What does it take to survive predators and stand against the wind? Is anger a worthy fuel to break free from a constipational crisis? Who first told you that you were not good enough? And why did you ever believe them? Is there an inner child somewhere locked in a closet under the stairs? Make magic and rage against the machine that locked you up if anger will free the beast. Become wild again and run naked through the forest.

I walked down the river’s edge looking for the right spot, listening to the voice of the water tumbling over rock. It grew louder and I grew silent, looking for a sign. I climbed the pine needle strewn ridge seeking a perch, the perfect spot, the place where a vision would appear challenging me to overcome my own demons, to silence the critic and to unfold new skills. The work is a learning process, unwrapping the layers like peeling an onion down to the core. Each day, I return to dig deeper. Each day, I trust in the spirit of the work at hand, knowing that I am guided by something greater than myself. I work to discover what that something consists of, to solve a mystery, The Why am I here? mystery. The question we avoid asking, fearing there may be no answer. And what is wrong with having an unanswerable question?

Homo sapiens have been killing each other in their seeming forever over the answer to that question since our time began. Who’s god? Who is god? My god is better than your god and I can prove it by taking away your life. Ask your god to save you. Your doubt will be your undoing.
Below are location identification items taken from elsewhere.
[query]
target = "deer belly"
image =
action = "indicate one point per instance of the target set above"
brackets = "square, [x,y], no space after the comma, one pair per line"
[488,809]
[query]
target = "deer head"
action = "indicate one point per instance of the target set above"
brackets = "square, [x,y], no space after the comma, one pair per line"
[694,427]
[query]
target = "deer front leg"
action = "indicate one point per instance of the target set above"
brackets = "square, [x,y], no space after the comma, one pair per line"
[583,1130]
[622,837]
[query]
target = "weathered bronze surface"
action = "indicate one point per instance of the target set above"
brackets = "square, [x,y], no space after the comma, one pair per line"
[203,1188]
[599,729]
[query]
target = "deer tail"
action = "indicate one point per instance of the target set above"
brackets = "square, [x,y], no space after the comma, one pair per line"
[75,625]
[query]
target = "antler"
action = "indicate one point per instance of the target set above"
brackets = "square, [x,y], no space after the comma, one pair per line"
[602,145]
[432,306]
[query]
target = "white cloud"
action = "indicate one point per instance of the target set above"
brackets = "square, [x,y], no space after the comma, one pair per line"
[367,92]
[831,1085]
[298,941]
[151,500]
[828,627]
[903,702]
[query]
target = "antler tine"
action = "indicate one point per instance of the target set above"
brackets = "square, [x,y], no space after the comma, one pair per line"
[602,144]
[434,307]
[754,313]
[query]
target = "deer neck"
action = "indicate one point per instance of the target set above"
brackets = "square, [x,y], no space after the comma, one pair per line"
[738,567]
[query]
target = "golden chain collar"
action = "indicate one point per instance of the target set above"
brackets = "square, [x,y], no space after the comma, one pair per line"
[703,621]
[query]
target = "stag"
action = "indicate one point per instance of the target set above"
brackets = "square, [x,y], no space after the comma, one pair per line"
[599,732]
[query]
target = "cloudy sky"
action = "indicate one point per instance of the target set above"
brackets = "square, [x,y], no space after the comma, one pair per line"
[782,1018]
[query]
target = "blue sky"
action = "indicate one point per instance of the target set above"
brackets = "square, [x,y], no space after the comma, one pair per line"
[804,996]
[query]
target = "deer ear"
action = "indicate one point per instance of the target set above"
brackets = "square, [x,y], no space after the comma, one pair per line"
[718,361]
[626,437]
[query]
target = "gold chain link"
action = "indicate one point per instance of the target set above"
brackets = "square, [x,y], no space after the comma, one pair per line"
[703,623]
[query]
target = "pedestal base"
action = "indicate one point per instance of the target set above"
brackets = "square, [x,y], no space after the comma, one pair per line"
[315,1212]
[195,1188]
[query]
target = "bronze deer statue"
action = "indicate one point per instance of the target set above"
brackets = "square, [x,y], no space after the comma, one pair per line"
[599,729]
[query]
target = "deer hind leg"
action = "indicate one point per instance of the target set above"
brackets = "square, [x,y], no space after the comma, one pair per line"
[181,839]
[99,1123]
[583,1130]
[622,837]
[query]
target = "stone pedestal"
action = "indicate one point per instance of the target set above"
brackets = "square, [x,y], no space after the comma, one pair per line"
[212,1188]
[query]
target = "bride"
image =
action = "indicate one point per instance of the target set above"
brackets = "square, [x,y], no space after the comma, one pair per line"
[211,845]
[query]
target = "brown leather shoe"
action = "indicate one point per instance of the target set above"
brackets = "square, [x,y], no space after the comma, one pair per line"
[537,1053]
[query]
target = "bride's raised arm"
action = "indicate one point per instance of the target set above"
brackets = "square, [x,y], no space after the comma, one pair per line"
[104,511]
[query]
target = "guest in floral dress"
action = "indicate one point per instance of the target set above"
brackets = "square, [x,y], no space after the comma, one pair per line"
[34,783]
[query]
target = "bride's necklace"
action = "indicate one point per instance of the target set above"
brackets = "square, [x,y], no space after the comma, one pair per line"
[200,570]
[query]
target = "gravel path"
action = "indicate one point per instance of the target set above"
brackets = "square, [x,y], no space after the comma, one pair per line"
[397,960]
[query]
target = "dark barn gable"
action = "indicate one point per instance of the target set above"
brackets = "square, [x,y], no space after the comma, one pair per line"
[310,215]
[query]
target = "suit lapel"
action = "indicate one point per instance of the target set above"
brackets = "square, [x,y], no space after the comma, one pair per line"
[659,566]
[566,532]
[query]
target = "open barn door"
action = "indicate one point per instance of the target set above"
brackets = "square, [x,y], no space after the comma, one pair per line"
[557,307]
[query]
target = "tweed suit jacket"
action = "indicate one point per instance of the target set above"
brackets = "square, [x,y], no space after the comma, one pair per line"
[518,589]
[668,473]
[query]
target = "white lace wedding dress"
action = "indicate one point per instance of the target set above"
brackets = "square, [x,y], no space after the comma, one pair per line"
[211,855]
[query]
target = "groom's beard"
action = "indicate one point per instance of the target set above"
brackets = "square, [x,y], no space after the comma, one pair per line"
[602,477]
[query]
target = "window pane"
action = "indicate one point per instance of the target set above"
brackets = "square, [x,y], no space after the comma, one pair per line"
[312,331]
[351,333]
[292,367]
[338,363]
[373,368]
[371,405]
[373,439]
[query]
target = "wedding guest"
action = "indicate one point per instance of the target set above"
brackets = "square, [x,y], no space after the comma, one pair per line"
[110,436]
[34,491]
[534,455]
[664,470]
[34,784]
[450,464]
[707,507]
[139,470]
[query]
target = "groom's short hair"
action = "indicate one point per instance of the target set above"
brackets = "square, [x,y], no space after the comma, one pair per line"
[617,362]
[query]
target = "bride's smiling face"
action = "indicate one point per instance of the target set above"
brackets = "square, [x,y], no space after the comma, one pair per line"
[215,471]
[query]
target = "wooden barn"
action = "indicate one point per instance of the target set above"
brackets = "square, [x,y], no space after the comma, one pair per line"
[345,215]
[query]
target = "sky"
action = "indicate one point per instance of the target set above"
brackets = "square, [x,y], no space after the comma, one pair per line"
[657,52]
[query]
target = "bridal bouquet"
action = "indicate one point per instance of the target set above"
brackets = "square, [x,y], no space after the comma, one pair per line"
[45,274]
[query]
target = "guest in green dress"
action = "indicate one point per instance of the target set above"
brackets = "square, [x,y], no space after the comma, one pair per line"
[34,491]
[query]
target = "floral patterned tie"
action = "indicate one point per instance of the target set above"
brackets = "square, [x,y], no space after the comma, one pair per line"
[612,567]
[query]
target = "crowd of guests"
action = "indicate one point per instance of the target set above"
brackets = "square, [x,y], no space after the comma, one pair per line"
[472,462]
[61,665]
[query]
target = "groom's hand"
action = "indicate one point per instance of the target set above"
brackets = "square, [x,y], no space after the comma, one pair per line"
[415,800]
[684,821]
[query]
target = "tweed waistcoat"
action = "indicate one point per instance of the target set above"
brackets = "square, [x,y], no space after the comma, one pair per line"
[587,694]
I stopped when I saw the bird’s head, the beak and the wings etched into the rocks below. I sat down and gazed at a clean, white sheet of thick and gnarled paper, plenty of tooth. I unrolled a packet of colors encased in sturdy pencils, I brought the tools, solvents, and sharpeners and set up a studio on the rock beneath a towering pine. I made the first marks of orientation, How could I ever capture the pure randomness before me? Have no fear. Banish doubt. Proceed. Each day, I return to look for the colors embedded in the ageless rock, the forms carved into granite by the tireless flow of water. The flow of a seemingly frictionless fluid that have left patterns, graceful liquid pathways that indicate a history of greater and lesser power imprinting its mark.
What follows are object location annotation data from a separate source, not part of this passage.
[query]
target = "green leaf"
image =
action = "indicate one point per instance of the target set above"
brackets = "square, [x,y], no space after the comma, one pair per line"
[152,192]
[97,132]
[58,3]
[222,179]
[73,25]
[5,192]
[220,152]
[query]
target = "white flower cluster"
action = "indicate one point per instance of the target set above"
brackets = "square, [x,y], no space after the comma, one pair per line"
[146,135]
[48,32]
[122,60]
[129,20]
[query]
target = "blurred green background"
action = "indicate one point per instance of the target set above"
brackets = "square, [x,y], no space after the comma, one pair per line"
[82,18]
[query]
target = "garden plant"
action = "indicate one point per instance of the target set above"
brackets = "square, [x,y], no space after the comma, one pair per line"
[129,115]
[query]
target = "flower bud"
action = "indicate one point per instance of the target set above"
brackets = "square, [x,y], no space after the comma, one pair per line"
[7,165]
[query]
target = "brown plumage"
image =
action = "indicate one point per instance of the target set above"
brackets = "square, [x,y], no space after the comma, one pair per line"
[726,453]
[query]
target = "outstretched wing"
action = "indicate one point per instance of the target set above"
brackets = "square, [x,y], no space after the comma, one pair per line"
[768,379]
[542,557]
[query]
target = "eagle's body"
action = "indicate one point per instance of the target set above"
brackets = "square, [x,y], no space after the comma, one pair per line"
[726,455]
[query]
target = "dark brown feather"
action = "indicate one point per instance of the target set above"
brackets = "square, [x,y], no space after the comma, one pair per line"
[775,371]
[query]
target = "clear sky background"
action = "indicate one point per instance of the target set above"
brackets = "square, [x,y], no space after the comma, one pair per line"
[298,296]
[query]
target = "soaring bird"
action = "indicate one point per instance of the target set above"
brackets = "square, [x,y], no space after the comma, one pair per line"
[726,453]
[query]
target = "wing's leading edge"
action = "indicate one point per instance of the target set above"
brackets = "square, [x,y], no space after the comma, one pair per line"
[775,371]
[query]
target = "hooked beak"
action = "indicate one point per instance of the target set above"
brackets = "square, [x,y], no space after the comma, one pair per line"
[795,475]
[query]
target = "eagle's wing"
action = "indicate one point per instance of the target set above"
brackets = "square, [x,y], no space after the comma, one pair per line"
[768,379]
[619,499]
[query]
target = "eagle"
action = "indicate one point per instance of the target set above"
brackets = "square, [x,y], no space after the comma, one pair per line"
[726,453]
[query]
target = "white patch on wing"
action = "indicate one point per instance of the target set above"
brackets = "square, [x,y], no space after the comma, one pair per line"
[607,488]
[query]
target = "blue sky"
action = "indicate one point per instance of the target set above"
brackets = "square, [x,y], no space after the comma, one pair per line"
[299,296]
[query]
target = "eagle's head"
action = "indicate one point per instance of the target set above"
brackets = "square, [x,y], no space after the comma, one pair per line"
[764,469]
I look down from above and realize I need to embrace the waters and let them flow over my own skin. I descend and let my feet find the way, trusting each step to be the right step. I feel the sand and pebbles cleanse and scrub my skin. I walk into the water. It is power, unrelenting and there is danger. It is cool and seductive. I have choices to make. The choices could be fatal or rewarding. I must take each step into the water as fateful. I feel the rock’s slippery surfaces and pick my way upstream, into the deep flow. I find my way among the tumbling forces making my way to a black bowl carved out of stone and place myself in it like a Christian in a kettle, being boiled by cannibals. I let my thoughts pass away like clouds clearing to a sky blue. There is nothing more important than this moment. I consume the colors all around me. I know the rocks and the waters by becoming them. I posses the river and it possesses me.